Lately I have been thinking about points of diminishing returns, and perfectionism.
The Pareto Principle or 80-20 Rule says -- among other things -- that roughly 80% of benefit is derived from 20% of the work. Another statement is, "the first 90% of a task takes 90% of the time, and the last 10% takes the other 90% of the time".
Now, for maximum productivity, one should always pull-up short when the first 80% or -- thereabouts -- is covered, and move on to other tasks. But in practice there will be times when you need to go that last 20%. For example, if you are competing on quality, that last 20% is going to be important at least some of the time.
I have my own principle, The Wedding Reception Principle, which is even more useful than the Pareto Principle.

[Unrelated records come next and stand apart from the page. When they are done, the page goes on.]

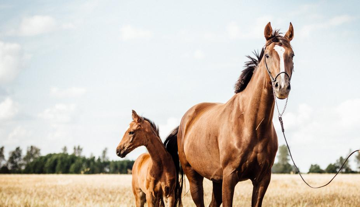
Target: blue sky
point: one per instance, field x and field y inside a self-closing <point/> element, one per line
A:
<point x="72" y="71"/>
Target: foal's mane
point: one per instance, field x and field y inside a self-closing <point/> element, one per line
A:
<point x="153" y="126"/>
<point x="253" y="62"/>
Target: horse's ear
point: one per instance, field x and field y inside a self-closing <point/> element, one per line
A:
<point x="136" y="118"/>
<point x="290" y="33"/>
<point x="268" y="31"/>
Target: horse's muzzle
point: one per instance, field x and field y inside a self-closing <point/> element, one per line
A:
<point x="121" y="152"/>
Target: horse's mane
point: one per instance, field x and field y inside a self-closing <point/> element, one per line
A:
<point x="253" y="62"/>
<point x="153" y="126"/>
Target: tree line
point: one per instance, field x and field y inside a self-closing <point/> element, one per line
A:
<point x="283" y="165"/>
<point x="75" y="163"/>
<point x="61" y="163"/>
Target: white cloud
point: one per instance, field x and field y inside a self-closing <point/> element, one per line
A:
<point x="11" y="58"/>
<point x="67" y="93"/>
<point x="8" y="109"/>
<point x="349" y="112"/>
<point x="166" y="129"/>
<point x="233" y="30"/>
<point x="306" y="30"/>
<point x="60" y="113"/>
<point x="18" y="134"/>
<point x="37" y="25"/>
<point x="199" y="54"/>
<point x="68" y="26"/>
<point x="129" y="32"/>
<point x="249" y="31"/>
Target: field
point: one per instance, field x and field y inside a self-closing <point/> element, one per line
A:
<point x="115" y="190"/>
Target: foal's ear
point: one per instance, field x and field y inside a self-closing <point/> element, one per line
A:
<point x="290" y="33"/>
<point x="268" y="31"/>
<point x="136" y="118"/>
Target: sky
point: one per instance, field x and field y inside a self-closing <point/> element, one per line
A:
<point x="72" y="71"/>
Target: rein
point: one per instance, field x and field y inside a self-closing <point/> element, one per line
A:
<point x="280" y="114"/>
<point x="292" y="159"/>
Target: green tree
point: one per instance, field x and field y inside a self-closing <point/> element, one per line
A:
<point x="315" y="169"/>
<point x="77" y="150"/>
<point x="31" y="154"/>
<point x="331" y="168"/>
<point x="15" y="160"/>
<point x="283" y="165"/>
<point x="64" y="150"/>
<point x="357" y="159"/>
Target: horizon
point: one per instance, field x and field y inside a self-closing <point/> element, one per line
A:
<point x="71" y="72"/>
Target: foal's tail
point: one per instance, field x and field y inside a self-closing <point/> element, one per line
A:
<point x="170" y="144"/>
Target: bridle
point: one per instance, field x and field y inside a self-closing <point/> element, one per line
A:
<point x="273" y="81"/>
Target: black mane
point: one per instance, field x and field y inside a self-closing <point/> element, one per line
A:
<point x="153" y="125"/>
<point x="253" y="62"/>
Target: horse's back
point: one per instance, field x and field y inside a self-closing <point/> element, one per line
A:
<point x="198" y="145"/>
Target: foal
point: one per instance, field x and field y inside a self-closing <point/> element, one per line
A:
<point x="154" y="174"/>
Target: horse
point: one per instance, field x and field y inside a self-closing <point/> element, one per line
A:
<point x="236" y="141"/>
<point x="154" y="174"/>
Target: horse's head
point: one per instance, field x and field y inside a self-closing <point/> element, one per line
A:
<point x="279" y="59"/>
<point x="136" y="135"/>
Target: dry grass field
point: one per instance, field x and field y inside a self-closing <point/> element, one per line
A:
<point x="115" y="190"/>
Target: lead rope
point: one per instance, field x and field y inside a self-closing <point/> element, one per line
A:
<point x="292" y="159"/>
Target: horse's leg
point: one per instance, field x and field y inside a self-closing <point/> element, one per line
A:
<point x="196" y="185"/>
<point x="230" y="178"/>
<point x="259" y="189"/>
<point x="171" y="200"/>
<point x="216" y="199"/>
<point x="140" y="197"/>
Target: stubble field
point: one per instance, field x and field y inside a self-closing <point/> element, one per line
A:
<point x="115" y="190"/>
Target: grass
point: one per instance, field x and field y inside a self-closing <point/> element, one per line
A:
<point x="115" y="190"/>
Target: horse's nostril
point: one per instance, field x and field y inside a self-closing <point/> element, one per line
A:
<point x="276" y="85"/>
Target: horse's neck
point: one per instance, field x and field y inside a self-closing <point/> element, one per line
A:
<point x="258" y="101"/>
<point x="156" y="150"/>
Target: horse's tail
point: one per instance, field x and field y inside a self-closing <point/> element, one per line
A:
<point x="170" y="144"/>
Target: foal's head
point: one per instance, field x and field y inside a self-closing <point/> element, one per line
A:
<point x="139" y="133"/>
<point x="279" y="59"/>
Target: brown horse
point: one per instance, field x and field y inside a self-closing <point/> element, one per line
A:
<point x="154" y="175"/>
<point x="236" y="141"/>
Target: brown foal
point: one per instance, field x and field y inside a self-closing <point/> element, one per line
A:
<point x="236" y="141"/>
<point x="154" y="174"/>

It states that in any broad endeavour, if all aspects are up to a good-standard then people will be struck by the excellence of one-or-two outstanding aspects. On the other hand, if any one thing is sub-standard, that is what people will remember, regardless of whether everything else is exceptionally good.
For example, at a wedding reception, if the food is bad, that will be what everyone talks about, not how great the speeches were or how much fun the dancing was. But if the food was merely ok, and the speeches outstanding, it will be the speeches that everyone remembers and talks about, and their general impression will be positive.
In other words: Make everything good, nothing bad, and a few things extraordinary. And pick those things that you intend to be extraordinary carefully, because you will be fighting Pareto and spending lots of time on them. It would be a shame if they turned out to be relatively unimportant.